This has been a big part of conventional wisdom. Another piece of conventional wisdom is to lift for a very finite period of time in the off-season and then scrap strength training altogether for the vast majority of the year. But, more and more, there is a growing body of information speaking to the benefits of strength training – and not just for part of the year but nearly year-round.
One such study published very recently looked at the effects of a half-year period of heavy weight training in top Masters cyclists. The cyclists were split into two groups; for 25 weeks, one group performed 1-2 sessions per week of lower body resistance exercises in addition to their normal cycling training. The other group did no resistance work, and simply carried on with their normal cycling training. At the end of the 25 weeks, both groups began their competitive season, during which they were monitored for the following 8 weeks.
The results left little doubt to the benefits of adding in weight training. Compared to the cyclists who only cycled, the weight-trained Masters cyclists had significantly greater maximal aerobic power and were able to produce more sustainable power at lactate threshold - widely acknowledged as the most reliable indicator of race performance. Even more telling, when these cyclists ceased weight training, they gradually lost their competitive advantage. After 8 weeks, they were no better than the cyclists who hadn't weight trained at all. So, if you don’t use it, you lose it!
This particular study was focused on Masters cyclists, but can certainly be extrapolated out to any Masters endurance athletes. Question: Are any of you reading this surprised by these findings? You probably shouldn’t be. Heavy weight training can improve the performance of all endurance athletes by helping make muscles work more efficiently and stimulating endurance adaptations. When you take a step back, what this article is telling me is that bucking convention is the path to better performances – something ORION Training Systems has been doing for the past quarter century.

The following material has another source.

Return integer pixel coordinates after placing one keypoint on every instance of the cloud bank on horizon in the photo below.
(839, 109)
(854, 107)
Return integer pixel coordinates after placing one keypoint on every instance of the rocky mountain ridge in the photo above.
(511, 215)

So, what’s the definition of “heavy”, you might be asking. Good question! If you are a regular follower, then you know I believe that how we lift weights needs to mimic the phase of training we are in. If we are focused on high-end sprinting, then we should be focused on explosive, fast movement exercises and plyometrics. If we are focusing on improving our LT (lactate threshold), then sets of 10-15 reps with controlled, slower movements to near failure makes sense. And so on. To me, “heavy” is generally defined as singular to multiple sets of 4-15 reps. And, lifting sessions are additive to our primary sports. So, we shouldn’t strive to spend an hour per session in the weight room. We can get a lot of adaptive benefit from 25-45 minutes, with 30 being great. In the off-season, we can throw iron around 3 days a week and reduce this to 2 days for most of the year, finally cutting back to 1 day per week during the heart of our competitive seasons. As stated above, for the final push – call it 3-6 weeks – we can cut weight training out altogether. This will minimize the degradation of the benefits while allowing our muscles to be more fresh for our key workouts that are meant to sharpen the point of our spear as we head into our most important races, our key events.
If you’re a Masters endurance athlete and have shied away from lifting or have only lifted for part of the year, make a commitment to yourself that you will continue lifting for the vast majority of the year. Change up what you do and how you do it based on the nature of the key workouts of any given training cycle. Be regular with your lifting – other studies show that lifting 2 days/week nets about 80% of the gains lifting 3 days/week provides. And, finally, challenge yourself. Use Q-tips to clean the wax out of your ears or remove eye make-up. Hit the weight room with purpose and the right frame of mind so you set yourself up for some enjoyable progress and, ultimately, better race performances.